Pain Point: Partners in a thriving business shared different post-sale goals and priorities, making it difficult for Jason to move forward in a way that would appease all parties

Our Solution: Building a comprehensive investment strategy tailored to your goals and organizing all your resources

case study

The Story

Jason was an entrepreneur and one of the three partners of a successful company that thrived for over a decade. Their business was an industry leader, boasting impressive profit margins largely attributed to their efficient operating systems and exceptional performance. They owned and operated four successful locations, complete with real estate assets, making them a coveted prospect for potential acquirers.

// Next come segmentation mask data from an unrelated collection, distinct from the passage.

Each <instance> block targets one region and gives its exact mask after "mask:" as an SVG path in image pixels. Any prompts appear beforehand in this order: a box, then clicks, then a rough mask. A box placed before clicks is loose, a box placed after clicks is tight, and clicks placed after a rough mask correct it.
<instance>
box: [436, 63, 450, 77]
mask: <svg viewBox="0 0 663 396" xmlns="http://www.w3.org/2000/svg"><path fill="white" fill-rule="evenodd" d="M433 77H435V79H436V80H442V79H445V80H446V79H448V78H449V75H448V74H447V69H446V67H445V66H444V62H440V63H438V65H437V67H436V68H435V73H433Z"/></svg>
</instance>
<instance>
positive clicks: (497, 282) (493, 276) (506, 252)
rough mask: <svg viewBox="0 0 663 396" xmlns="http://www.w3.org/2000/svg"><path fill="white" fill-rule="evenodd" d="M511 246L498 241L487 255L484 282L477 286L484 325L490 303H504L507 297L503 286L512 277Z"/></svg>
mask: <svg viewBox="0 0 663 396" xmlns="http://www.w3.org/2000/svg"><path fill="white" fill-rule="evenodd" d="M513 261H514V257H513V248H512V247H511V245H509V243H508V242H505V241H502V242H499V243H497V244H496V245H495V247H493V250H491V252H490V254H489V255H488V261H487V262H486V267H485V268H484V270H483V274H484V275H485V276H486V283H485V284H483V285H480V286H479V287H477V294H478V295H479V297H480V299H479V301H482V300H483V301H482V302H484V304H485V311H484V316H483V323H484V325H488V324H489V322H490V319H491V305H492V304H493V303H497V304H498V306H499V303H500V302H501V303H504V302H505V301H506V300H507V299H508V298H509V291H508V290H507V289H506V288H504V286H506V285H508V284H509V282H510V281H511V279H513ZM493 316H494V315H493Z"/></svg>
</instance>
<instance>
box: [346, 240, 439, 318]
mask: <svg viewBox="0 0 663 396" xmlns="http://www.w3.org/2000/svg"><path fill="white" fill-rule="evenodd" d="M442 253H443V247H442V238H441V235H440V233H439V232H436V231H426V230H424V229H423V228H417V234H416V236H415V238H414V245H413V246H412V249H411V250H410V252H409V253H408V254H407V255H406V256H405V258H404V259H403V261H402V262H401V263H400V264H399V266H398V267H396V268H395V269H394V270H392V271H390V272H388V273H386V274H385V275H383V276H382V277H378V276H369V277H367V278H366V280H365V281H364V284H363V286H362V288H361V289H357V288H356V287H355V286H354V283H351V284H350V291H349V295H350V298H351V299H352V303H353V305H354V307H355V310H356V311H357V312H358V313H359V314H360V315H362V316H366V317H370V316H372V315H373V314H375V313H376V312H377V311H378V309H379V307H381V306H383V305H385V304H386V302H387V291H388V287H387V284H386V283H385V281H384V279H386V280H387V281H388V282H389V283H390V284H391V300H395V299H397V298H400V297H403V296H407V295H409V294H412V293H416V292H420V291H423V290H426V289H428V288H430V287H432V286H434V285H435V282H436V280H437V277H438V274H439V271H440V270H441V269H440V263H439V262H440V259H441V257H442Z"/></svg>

Jason and his two partners faced two major challenges as they contemplated the sale of their thriving business. First, each location had minority equity holders who had invested during the startup phase. Some of the operating agreements required their approval for a sale event, adding a layer of complexity to the negotiation process. Secondly, the three partners had varying post-sale priorities. While one partner wanted to stay on with the acquirer in a similar role, another aimed to offer consulting services without a long-term commitment. The remaining partner was set on exiting to explore new ventures.

As Jason and his partners embarked on the journey, our first step was to ensure that each partner had a crystal-clear understanding of their minimum acceptable deal size and structure to align with their post-sale objectives. We considered likely deal structures based on prior conversations with potential acquirers and worked closely with their tax advisors to evaluate the financial implications of sample deals.

We found that the deals they were most likely to encounter were cash-based, though stock inclusion is not uncommon in such situations. Each partner had unique financial thresholds, including considerations for upfront cash and deferred payments, allowing them to match personal goals with potential deal structures.

This preparation proved to be invaluable during the negotiation process. As expected, some minority partners hesitated to approve the preferred deal structure put forth by the partner group. In response, Jason and his partners, now armed with a clear understanding of their financial boundaries, were able to negotiate effectively and make financial concessions to secure approval. Their non-emotional approach was rooted in knowing the precise figures needed to reach a deal that met everyone’s personal goals.

The second challenge emerged as the acquirer decided they no longer required the services of the partner who wished to stay on board post-acquisition. Although it was a tough decision, the financial implications had been thoroughly understood, which allowed the first partner to accept that their skills were no longer in demand. However, with their personal financial needs met, they were free to explore new career opportunities.

The partner who preferred a consulting role secured the financial benefits and flexibility they sought via a one-year consulting contract. The remaining partner who wanted a clean exit successfully redeemed their equity value and transitioned into exciting new ventures.

Jason’s story highlights the importance of exit planning with clarity, ensuring that personal financial needs align with deal structures and time commitments. By having a thorough understanding of their financial boundaries, the partners were equipped to navigate complex negotiations, meet their diverse post-sale goals, and they all remain good friends to this day. Entrepreneurs like Jason can successfully navigate the challenging path of selling a business when they understand their needs and requirements with precision.